Here, we demonstrate experimentally the existence of an electron population with high energies compared to the bulk of the gold film having a non-thermal nature; and more importantly, we also reveal its spatial extent near the surface of a plasmonic gold film. For the ultrasensitive probing of plasmonic electron occupancies we developed a spectroscopic ellipsometry method, enabling the detection of the energy distribution of the generated electrons.

In ellipsometry, measured data carry information about the changes in the polarization state of light upon reflection, which are quantified by two ellipsometric angles, conventionally called as Ψ and Δ, describing the relative amplitude and phase change of the reflected light. As these two quantities are in close correlation with the complex dielectric function, ellipsometry provides simultaneous access to the absolute value of both the real (ε1) and imaginary parts (ε2) of the dielectric function. As electron occupancies change during the photoexcitation of metals, so does the dielectric function20. This means that it is possible to retrieve electron occupancies related to plasmon excitation and decay by measuring the dielectric function of the plasmonic system in a highly sensitive way. Another advantage of this approach is its ultrahigh sensitivity to surface phenomena21 and the in-depth information about the dielectric function of the layers constituting the gold film. By exploiting these features of ellipsometry, we could reveal that continuous wave (cw) excitation holds fingerprints of several plasmon-related effects simultaneously.



For the excitation of SPPs, we applied the Kretschmann geometry involving a glass right-angle prism coated with 45 nm gold by thermal evaporation (see Fig. 1 and Methods section).

Fig. 1: Experimental setup for ultrasensitive probing of plasmonic hot electrons with spectroscopic ellipsometry.
figure 1

SPPs are excited by a cw laser at the resonant angle of incidence from the backside, while ellipsometric data is recorded on the gold-air interface with white-light probing from the top. These measurements are capable of accessing the dielectric function of the investigated system, the changes of which are in close correlation with the electron distribution function.

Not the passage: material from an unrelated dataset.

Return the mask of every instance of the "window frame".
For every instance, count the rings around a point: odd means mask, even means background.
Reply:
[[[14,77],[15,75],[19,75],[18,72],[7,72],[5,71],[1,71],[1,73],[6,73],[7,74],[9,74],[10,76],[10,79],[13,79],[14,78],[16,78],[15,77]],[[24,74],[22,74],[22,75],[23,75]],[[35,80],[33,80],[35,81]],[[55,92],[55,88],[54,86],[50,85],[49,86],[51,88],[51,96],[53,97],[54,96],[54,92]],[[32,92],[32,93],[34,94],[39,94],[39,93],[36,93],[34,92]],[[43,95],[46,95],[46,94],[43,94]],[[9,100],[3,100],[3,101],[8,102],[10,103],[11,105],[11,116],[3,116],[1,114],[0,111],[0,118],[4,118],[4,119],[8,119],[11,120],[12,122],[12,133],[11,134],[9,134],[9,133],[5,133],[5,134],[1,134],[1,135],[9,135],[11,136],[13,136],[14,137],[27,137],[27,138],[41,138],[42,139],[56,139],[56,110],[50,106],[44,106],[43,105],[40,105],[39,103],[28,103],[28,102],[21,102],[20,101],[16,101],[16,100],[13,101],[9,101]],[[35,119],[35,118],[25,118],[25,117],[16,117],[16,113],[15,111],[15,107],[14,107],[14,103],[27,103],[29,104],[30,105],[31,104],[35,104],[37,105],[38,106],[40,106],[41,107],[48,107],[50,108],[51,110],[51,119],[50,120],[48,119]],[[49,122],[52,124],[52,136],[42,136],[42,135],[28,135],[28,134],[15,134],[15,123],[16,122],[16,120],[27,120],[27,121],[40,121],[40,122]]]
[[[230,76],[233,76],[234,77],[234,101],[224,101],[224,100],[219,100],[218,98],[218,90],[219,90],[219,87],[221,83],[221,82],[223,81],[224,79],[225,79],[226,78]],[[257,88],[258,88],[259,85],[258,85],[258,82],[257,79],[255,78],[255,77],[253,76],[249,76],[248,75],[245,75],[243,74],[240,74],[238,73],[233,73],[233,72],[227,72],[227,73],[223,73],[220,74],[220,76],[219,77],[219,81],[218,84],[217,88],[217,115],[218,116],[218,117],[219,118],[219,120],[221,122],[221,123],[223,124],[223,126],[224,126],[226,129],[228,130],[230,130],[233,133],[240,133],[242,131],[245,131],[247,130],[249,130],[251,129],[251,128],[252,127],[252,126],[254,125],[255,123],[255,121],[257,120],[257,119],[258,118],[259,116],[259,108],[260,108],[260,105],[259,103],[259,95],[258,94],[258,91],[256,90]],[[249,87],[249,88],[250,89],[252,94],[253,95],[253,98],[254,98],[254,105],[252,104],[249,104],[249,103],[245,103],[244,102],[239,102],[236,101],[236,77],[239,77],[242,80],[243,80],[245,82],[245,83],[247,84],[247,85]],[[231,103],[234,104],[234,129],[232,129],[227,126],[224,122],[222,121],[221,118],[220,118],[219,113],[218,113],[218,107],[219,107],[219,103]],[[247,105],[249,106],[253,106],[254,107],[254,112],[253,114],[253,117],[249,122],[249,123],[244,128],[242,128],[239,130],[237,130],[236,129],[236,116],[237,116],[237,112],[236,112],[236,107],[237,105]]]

We applied different laser intensities for exciting SPPs, and, as a unique feature, monitored the changes in the optical properties of the plasmonic system by recording the ellipsometric response with and without plasmon excitation (i.e. at the on and off states of the cw laser that excites plasmons, respectively), the latter for reference. Although the ellipsometric angles of the non-plasmonic geometry and the one inducing SPPs differ only very slightly (see Supplementary Information), notable deviations can be identified in the difference signal (presented in Fig. 2a, b) with blue curves noted as (ΨEXCREF and ΔEXCREF). Though the amplitude of the emerging peaks increases with increasing laser power, their position can not be directly correlated with the excitation energy (1.53 eV), as one would expect from classical spectroscopic methods. Instead, as a matter of fact, it is related to the structure of the dielectric function near the spectral regions where it changes rapidly (photon energies of band-to-band transitions occurring as structures in the first derivative of ε2, see inset of Fig. 2). This clearly indicates that the observed differences in the ellipsometric curves originate from the changes in the dielectric function, with the change clearly being induced by SPP generation. To follow these trends quantitatively, it is necessary to perform detailed modeling.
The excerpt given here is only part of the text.